Special Agent Matt Pugh with the Tennessee Bureau of Investigation ("TBI") testified that, on August 5, 2017, around 2:40 a.m., he was dispatched to the crime scene at The Luau. Agent Pugh stated that, when he arrived, the scene was secured with crime scene tape across the driveway leading to the club. Agent Pugh learned that the victim had been transported to Lauderdale General Hospital but that the victim had died. Agent Pugh assisted in processing the crime scene and then went to the hospital where he photographed the victim's body and noted a single gunshot wound above the victim's left nipple. Agent Pugh explained that, during autopsy, the medical examiner recovered a bullet from the victim's chest cavity, which the TBI crime laboratory determined had been come from a .22 caliber cartridge.

Agent Pugh testified that he worked with Investigator Middlebrook to gather a list of witnesses from the club. Agent Pugh learned that, prior to the shooting, a fight had started, possibly inside the club's bathroom, and that Mr. Arnold had hit Mr. Lattimore and Defendant in the face with a broken beer bottle, lacerating Mr. Lattimore's left eyebrow and Defendant's right eyebrow. Agent Pugh interviewed Mr. Wynn; Mr. Wynn identified several individuals involved in the altercation, and he said that Mr. Arnold started the fight. A few days after the shooting, Mr. Wynn contacted Agent Pugh and said that investigators should be looking for a man named "Nate," whom Mr. Wynn described as a black male with "a lot of tattoos[.]" Agent Pugh searched Facebook for a "Nate" in Lauderdale County "and found a Nate that matched the description of the person [he] was looking for, a black male with a short fade and a lot of tattoos." Agent Pugh sent a photograph of the man to the victim's mother and asked if she knew him. The victim's mother told Agent Pugh that the man's name was Cornelius Phillips but that he went by "Nate."

Agent Pugh testified that he viewed Co-defendant's Facebook page and found a video posted by Co-defendant within hours of the shooting, which Agent Pugh deemed "threatening in nature." A recording of the video was played for the jury. Agent Pugh noted that, in the video, Co-defendant said, "twelve Larry." Agent Pugh explained that "twelve" was a gang term that meant "love or just signing off" and that "Larry" was a reference to Larry Hooper, the head of the Gangster Disciples in Chicago. In the video, Co-defendant also said, "that's how a man gets dealt with" and commented about people "not gossiping and keeping their hole shut[.]"
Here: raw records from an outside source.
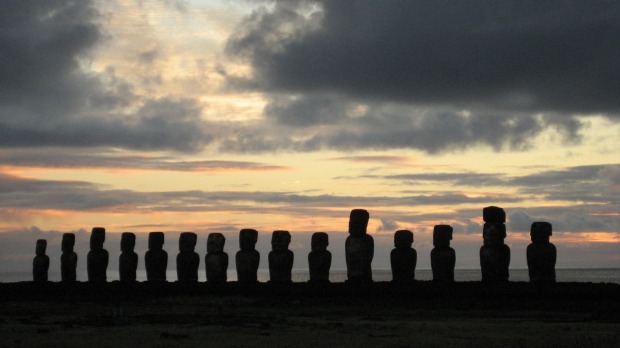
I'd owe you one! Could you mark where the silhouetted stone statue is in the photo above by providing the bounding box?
[269,231,295,283]
[235,229,260,284]
[480,207,510,282]
[390,230,418,283]
[345,209,375,283]
[308,232,332,283]
[118,232,138,282]
[177,232,200,282]
[86,227,109,282]
[527,222,557,283]
[32,239,50,282]
[205,233,228,284]
[431,225,456,282]
[60,233,77,282]
[144,232,168,282]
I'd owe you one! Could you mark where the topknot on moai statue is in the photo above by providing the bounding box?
[32,239,50,282]
[390,230,418,283]
[205,233,228,284]
[480,206,510,282]
[308,232,332,283]
[527,222,557,283]
[144,232,168,282]
[269,231,295,283]
[345,209,375,283]
[177,232,200,282]
[431,225,456,282]
[235,228,260,284]
[118,232,138,282]
[86,227,109,282]
[60,233,77,282]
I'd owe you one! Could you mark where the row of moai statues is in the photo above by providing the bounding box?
[33,207,557,284]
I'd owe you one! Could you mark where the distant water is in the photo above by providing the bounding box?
[0,268,620,284]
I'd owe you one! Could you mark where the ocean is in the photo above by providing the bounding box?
[0,268,620,284]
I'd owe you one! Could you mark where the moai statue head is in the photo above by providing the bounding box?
[394,230,413,249]
[239,228,258,251]
[311,232,329,251]
[207,233,226,254]
[530,221,552,243]
[433,225,452,248]
[149,232,164,250]
[90,227,105,250]
[61,233,75,253]
[349,209,370,237]
[121,232,136,253]
[35,239,47,256]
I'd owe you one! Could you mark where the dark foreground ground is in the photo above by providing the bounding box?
[0,282,620,348]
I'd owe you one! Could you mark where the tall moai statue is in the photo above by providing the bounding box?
[527,221,557,283]
[480,206,510,282]
[235,228,260,284]
[177,232,200,282]
[32,239,50,282]
[431,225,456,282]
[86,227,109,282]
[60,233,77,282]
[390,230,418,283]
[345,209,375,283]
[118,232,138,282]
[205,233,228,284]
[144,232,168,282]
[269,231,295,283]
[308,232,332,283]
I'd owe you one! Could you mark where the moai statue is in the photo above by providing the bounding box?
[144,232,168,282]
[269,231,295,283]
[86,227,109,282]
[480,207,510,282]
[235,229,260,284]
[205,233,228,284]
[390,230,418,283]
[32,239,50,282]
[431,225,456,282]
[527,222,557,283]
[60,233,77,282]
[308,232,332,283]
[345,209,375,283]
[177,232,200,282]
[118,232,138,282]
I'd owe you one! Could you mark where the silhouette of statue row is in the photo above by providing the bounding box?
[33,206,557,284]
Agent Pugh recalled that he interviewed Ms. Deas several times. She viewed two photographic lineups and identified Mr. Arnold and Mr. Lattimore. She identified Co- defendant in a third photographic lineup and stated that Co-defendant "was out there." Ms. Deas drew a sketch of the scene of the offense outside of the club and indicated that she saw Co-defendant, Mr. Lattimore, Defendant, and the victim outside.

Agent Pugh stated that, several hours after the shooting, he interviewed Mr. Lattimore, who gave consent to search his vehicle and cell phone. Mr. Lattimore also agreed to provide a DNA sample and submit to a gunshot residue test. Mr. Lattimore had a laceration to his left eyebrow, but he refused treatment. Agent Pugh spoke to Defendant on the same day at 1:30 p.m. Defendant agreed to a search of his Dodge Magnum, to provide a DNA sample, and to submit to a gunshot residue test. Agent Pugh explained that Defendant was not interviewed until 1:30 p.m. because Defendant was at the hospital getting stitches for a laceration in his right eyebrow. Agent Pugh stated that he photographed the injuries to both Mr. Lattimore and Defendant.
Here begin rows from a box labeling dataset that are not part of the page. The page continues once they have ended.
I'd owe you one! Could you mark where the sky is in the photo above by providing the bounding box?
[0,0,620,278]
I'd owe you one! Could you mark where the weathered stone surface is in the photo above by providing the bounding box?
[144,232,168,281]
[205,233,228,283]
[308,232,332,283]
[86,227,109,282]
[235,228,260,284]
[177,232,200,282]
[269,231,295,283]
Agent Pugh testified that, at the time he received consent to search from Defendant, he advised Defendant of his Miranda rights, and Defendant provided a written statement. Defendant said that he was inside The Luau on August 4 around 11:30 p.m., when he saw his friend, Mr. Lattimore, talking to Mr. Arnold. Defendant told the two men to "chill out" and then noticed that Mr. Lattimore was bleeding. Defendant continued:

I went outside with some other folks and sat down. I stayed there about twenty to thirty minutes. Around that time[,] I heard a gunshot. The gunshot was far away from where I was sitting. During that time, I called my girlfriend, [Ms.] Lattimore, to come pick me up. After I heard the gunshot, it appeared that people were walking around like normal. I did not know that anyone had been shot until this morning. It took my girlfriend about twenty to thirty minutes to come pick me up. I left my blue Dodge . . . at the club. My cousin, [Mr.] Shaw, later drove my car home from the club. The police were not there until after I left. Once she picked me up, we went home[,] and she tried to clean up my wound over my eye. We then went to sleep. When I woke up[,] I saw several police cars outside my house. They said they needed to talk to me[,] and I went with them.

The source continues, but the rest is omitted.